Results: Peripheral blood neutrophils from four patients with active disease expressed elevated TF levels and released TF expressing neutrophil extracellular traps (NETs) and MPs. TF positive NETs were released by neutrophils isolated from the bronchoalveolar lavage and were detected in nasal and renal biopsy specimens. Elevated levels of circulating DNA and TF expressing neutrophil derived MPs were further observed in sera from patients with active disease. Induction of remission attenuated the aforementioned effects. Control neutrophils treated with sera from patients with active disease released TF bearing NETs and MPs which were abolished after IgG depletion. Treatment of control neutrophils with isolated IgG from sera from patients with active disease also resulted in the release of TF bearing NETs. TF implication in MP dependent thrombin generation was demonstrated by antibody neutralisation studies.

Conclusions: Expression of TF in NETs and neutrophil derived MPs proposes a novel mechanism for the induction of thrombosis and inflammation in active AAV.
 
This subject makes me think of MS, not that microcirculation has been implicated, just that reduced cerebral blood flow has been. I don’t follow the research but I know it’s been questioned as part of the pathology of symptoms like fatigue.

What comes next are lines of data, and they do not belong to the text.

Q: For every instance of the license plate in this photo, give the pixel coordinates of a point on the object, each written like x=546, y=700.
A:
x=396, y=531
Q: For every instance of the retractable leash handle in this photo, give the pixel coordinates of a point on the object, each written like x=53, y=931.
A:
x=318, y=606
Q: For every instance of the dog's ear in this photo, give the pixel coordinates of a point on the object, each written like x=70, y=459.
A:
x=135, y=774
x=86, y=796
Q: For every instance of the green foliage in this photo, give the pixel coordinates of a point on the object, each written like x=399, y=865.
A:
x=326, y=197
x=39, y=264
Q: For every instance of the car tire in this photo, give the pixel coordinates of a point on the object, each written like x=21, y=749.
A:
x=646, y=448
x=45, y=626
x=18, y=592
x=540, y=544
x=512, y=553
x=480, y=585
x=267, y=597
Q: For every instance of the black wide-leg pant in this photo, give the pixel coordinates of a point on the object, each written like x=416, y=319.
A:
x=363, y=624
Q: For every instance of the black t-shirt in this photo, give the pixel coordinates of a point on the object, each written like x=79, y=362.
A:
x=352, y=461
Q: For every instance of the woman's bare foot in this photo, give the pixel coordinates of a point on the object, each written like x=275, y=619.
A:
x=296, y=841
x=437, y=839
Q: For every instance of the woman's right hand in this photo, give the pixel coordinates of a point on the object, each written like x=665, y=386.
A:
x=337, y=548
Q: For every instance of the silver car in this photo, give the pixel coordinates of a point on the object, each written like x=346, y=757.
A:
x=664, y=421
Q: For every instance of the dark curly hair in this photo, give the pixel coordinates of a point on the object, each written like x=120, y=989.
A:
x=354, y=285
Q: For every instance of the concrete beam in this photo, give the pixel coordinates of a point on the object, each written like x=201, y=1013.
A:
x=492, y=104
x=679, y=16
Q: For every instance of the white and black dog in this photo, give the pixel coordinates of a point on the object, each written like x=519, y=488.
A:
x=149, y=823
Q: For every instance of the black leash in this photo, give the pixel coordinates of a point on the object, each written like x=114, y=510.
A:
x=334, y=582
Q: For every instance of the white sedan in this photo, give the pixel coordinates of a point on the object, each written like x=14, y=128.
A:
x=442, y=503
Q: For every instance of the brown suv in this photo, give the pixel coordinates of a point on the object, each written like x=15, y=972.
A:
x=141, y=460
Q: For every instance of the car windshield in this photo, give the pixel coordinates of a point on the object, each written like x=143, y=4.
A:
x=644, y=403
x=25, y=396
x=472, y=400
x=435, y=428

There was a proof of concept trial https://pubmed.ncbi.nlm.nih.gov/32765401/ looking at lowering Endothelian 1 in the brain (to decrease vasoconstriction) with a negative result but it turned out that the treated MS patients (just 11 of them) had normal cerebral blood flow, so not everyone with MS has this issue.

I just wonder if microcirculation is a missing piece of the puzzle. If perhaps multiple issues with blood flow in people with ME, MS, and long covid contribute to why there’s such a wide range of fatigue severity in each illness?

I was told by my doctor that pregnancy improvements occur at about the same rate in MS as ME and I think she was basing the ME numbers on this Harvard study https://dash.harvard.edu/handle/1/37168988
 
I see ME as a multifactorial end pathway with genetic predisposition. The problem I have with microclots being part of the causation of ME is currently the lack of evidence in the ME population and I can’t recall any evidence of the long term sequalae of having microclots, which should show up in a autopsy pathology slide of tissues, a muscle biopsy or in brain imaging. The covid virus is known to cause major thrombotic events and so microclots may be occurring within the brain (triggering ME symptoms) and periphery causing ischaemia and then presumably infarction. The “something in the blood” and transferable, to me, suggests a protein/inflammatory something.
 
Yes, it may turn out that long Covid only has symptom overlap with ME but it's a different pathway, as you say @hibiscuswahine. Might still shed light one might hope.

But, maybe autopsy / biopsy studies in the past have not done the required preparation to demonstrate the micro-clots?

Persistent Endotheliopathy in the Pathogenesis of Long COVID Syndrome

ETA: Whoops I copied the URL from the wrong browser tab. I'll leave it up in case anyone wants to cross the streams. Thanks @Hutan!